If, tomorrow, everything were to disappear in a Job-like orgy of destruction, how would I react? Would I praise God and say "Naked I came from my mother's womb, and naked shall I return. The Lord gave, and the Lord has taken away; blessed be the name of the Lord" (Job 1:21)? Put differently, is God the most important thing in my life or are my things the most important thing in my life?
My original post also referenced the Rwandan genocide. Many Rwandan Christians reacted as violently and savagely as non-Christians when everything was stripped away from them. I'd like to think I wouldn't do the same thing in the same situation. I'd like to think that my reaction would show that God is the most important thing in my life -- even more important than my family.
God willing, I'll never have to go through that situation and I'll never have to find out the hard way. But it's something I think about as I examine my own priorities and how I react to my stuff.
Now, you also mentioned Luther's solution of passive righteousness to the dilemma of how to improve yourself -- how to become more like God and less like a sinner. And, Luther is right. The two opposite extremes are excessive pride in your accomplishments and excessive despair at your failures.

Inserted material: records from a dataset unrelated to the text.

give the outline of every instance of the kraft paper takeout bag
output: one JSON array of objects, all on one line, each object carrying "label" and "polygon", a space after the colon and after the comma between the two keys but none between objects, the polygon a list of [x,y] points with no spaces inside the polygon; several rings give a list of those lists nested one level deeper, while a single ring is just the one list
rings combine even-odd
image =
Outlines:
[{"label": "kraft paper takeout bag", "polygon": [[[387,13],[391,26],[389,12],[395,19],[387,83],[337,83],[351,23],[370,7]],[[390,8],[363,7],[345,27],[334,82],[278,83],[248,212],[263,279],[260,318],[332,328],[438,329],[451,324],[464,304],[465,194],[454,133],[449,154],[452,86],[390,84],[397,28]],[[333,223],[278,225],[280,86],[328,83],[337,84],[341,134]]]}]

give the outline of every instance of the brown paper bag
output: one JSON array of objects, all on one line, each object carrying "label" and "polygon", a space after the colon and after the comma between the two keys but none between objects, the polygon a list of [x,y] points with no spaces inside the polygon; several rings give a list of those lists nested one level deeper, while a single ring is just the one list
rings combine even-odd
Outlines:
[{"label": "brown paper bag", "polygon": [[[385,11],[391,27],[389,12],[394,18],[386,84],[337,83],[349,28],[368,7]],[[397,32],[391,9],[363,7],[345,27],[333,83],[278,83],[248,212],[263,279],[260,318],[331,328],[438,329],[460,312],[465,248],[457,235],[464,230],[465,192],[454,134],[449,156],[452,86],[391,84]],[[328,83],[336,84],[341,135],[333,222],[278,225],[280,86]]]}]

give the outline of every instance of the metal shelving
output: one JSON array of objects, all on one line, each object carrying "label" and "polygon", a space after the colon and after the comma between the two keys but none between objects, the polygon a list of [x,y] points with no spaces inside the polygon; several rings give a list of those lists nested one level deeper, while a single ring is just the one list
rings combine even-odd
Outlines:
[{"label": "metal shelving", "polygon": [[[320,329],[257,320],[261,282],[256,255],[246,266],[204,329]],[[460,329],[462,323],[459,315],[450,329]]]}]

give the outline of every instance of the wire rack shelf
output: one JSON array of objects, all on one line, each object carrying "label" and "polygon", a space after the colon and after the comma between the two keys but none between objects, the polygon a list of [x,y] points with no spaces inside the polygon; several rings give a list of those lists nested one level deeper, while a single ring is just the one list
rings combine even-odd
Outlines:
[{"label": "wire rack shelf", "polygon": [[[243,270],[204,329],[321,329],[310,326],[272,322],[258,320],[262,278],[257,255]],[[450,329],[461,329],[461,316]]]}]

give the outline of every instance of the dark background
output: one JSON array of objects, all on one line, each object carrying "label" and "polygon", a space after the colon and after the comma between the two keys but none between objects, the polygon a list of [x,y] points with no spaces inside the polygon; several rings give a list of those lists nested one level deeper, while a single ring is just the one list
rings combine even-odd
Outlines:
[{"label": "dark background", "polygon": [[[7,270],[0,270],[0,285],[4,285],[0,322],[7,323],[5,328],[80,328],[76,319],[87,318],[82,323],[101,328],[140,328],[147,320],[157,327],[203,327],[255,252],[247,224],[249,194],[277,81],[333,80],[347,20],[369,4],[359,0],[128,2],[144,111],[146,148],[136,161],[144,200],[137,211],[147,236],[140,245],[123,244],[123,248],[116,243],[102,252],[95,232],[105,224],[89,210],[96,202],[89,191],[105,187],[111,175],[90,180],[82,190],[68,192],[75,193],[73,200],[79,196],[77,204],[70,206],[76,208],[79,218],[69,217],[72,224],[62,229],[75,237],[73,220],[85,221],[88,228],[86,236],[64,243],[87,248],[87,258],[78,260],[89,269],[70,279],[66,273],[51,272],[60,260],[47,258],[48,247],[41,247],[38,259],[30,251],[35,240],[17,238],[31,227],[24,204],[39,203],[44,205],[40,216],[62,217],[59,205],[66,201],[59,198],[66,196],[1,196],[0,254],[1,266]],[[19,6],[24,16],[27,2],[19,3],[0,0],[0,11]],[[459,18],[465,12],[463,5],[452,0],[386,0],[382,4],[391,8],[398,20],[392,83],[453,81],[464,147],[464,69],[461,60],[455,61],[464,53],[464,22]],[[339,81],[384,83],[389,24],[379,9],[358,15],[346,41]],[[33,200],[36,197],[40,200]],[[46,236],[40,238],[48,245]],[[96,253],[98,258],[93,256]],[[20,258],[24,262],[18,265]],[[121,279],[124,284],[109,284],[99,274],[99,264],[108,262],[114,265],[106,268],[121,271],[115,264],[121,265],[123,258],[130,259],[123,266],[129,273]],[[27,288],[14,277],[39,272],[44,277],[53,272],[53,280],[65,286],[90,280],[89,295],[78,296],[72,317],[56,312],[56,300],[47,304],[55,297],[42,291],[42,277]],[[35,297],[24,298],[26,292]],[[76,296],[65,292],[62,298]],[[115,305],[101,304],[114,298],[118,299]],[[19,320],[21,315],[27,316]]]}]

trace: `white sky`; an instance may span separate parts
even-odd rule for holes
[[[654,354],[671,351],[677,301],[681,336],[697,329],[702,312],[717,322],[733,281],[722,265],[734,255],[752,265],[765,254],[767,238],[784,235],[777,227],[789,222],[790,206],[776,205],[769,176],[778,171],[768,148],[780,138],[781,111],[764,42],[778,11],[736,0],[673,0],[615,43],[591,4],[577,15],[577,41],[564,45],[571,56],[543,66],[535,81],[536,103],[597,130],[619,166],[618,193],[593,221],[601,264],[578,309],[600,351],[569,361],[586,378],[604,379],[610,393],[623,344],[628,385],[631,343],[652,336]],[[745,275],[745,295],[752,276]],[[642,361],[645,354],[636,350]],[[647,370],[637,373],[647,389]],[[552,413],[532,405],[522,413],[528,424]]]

Personally, I've found Tim Keller to be a big help in understanding how this works. I'll quote from his book The Reason for God. He says:
Religion operates on the principle "I obey--therefore I am accepted by God." But the operating principle of the gospel is "I am accepted by God through what Christ has done--therefore I obey." Two people living their lives on the basis of these two different principles may sit next to each other in the church pew. They both pray, give money generously, and are loyal and faithful to their family and church, trying to live decent lives. However, they do so out of radically different motivations in two radically different spiritual identities, and the result is two radically different kinds of lives.
The primary difference is that of motivation. In religion, we try to obey the divine standards out of fear. We believe that if we don't obey we are going to lose God's blessing in this world and the next. In the gospel, the motivation is one of gratitude for the blessing we have already received because of Christ. While the moralist is forced into obedience, motivated by fear of rejection, a Christian rushes into obedience, motivated by a desire to please and resemble the one who gave his life for us.
I've long lived my life with a constant fear of failure. I'm afraid to try new things because I'm afraid of the consequences of failing at them. That's carried over into my Christian life. I've been afraid to do things for God because I've been afraid of lousing them up and making a bigger mess. Keller (along with C.J. Mahaney and John Piper) has taught me that I can't possibly be any worse than I am. I don't have to worry about God's unhappiness if I fail to live up to his standards and I don't have to bend myself into a pretzel trying to be perfect. Jesus already paid for every single one of my rebellions and moral failures.
I am free to live out my life without endless agonizing over every decision. I'm free to go out and "just do it". I don't have to figure out how to be perfect before doing "it". Whatever I decide I want "it" to be. In a way, I feel like my options are opening up for the first time ever.
Will I do it? Will I step out and do something for God? Will I prove that God is more important than my stuff? Or will I still refuse to take risks, because I don't want to endanger my stuff? Will I use my life profitably or will I waste it?